By 671, BC Baal I defied Assyria after it secured an alliance with Taharqo, king of Cush. Esarhaddon attacked Tyre and Baal I later capitulated, ceding most of his mainland towns. His daughters were sent to the Assyrian king along with substantial dowries. Scholars, however, cited that Esarhaddon failed to conquer Tyre. Baal I was never captured and he kept his throne. While Esarhaddon claimed in the Victory Stele that he conquered the city, he merely managed to blockade the island, cutting it from its supply of water and food.

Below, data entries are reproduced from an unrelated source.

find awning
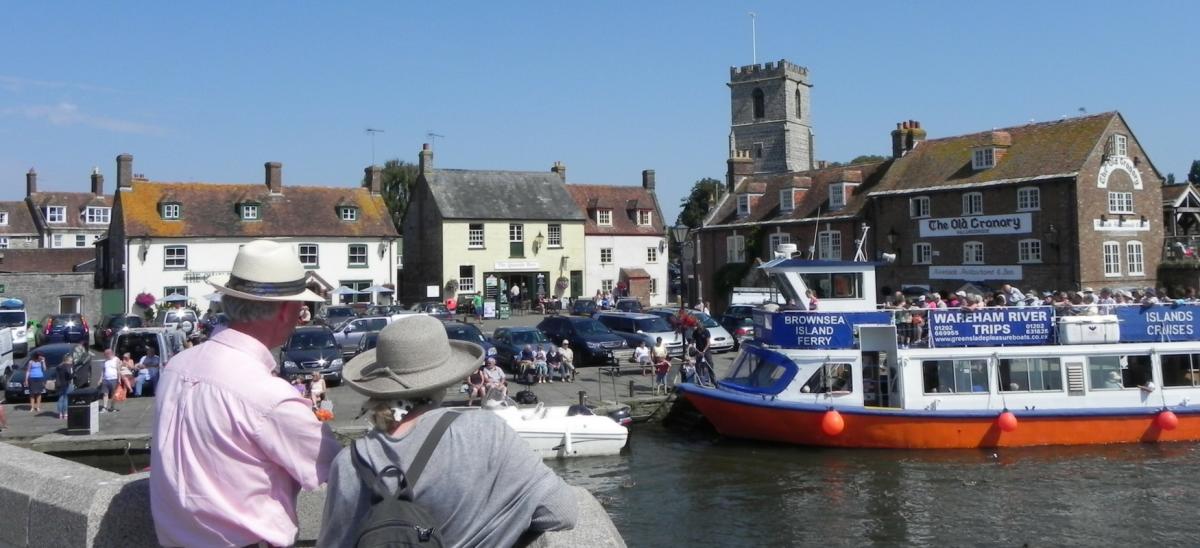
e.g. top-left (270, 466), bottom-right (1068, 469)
top-left (619, 267), bottom-right (651, 279)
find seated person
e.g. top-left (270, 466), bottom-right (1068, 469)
top-left (558, 340), bottom-right (576, 382)
top-left (546, 347), bottom-right (565, 381)
top-left (466, 367), bottom-right (487, 406)
top-left (481, 358), bottom-right (508, 398)
top-left (534, 346), bottom-right (549, 384)
top-left (518, 344), bottom-right (536, 377)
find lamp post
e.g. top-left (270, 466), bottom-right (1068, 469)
top-left (671, 224), bottom-right (691, 308)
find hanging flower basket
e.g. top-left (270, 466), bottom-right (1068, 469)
top-left (555, 277), bottom-right (569, 291)
top-left (444, 279), bottom-right (459, 294)
top-left (134, 292), bottom-right (156, 308)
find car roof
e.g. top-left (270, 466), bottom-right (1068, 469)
top-left (597, 312), bottom-right (656, 319)
top-left (31, 342), bottom-right (79, 353)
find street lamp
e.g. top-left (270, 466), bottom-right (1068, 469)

== Ashurbanipal's reign ==
The king of Tyre was again cited in the inscriptions of Esarhaddon's son Ashurbanipal. He was first mentioned for his participation in the king's second campaign along the Delta and the Nile valley to establish the Assyrian domination in Egypt. The inscriptions recorded a later war with Baal I due to his relations with Egypt. The king may have also refused to pay tribute. In retaliation, Ashurbanipal blockaded the harbor of Tyre until Baal I surrendered. Ashurbanipal's account of the siege stated:[Because] he did not honor my royal commands and did not obey the pronouncements from my lips, I set up blockades against him. To prevent his people from leaving, I reinforced its garrison. By sea and dry land, I took control of all of his routes and thus cut off all access to him.Around 668, Baal I was cited paying tribute and sending naval assistance to Ashurbarnipal's campaign against Egypt. He also sent his son Yehawmelek to Ashurbanipal (r. 668–627 BC) with heavy tribute. According to Ashurbanipal's own account, Baal's son was later sent back as an act of mercy. Baal also enjoyed special rights and privileges even on the mainland, which some scholars suggested may have required a new treaty.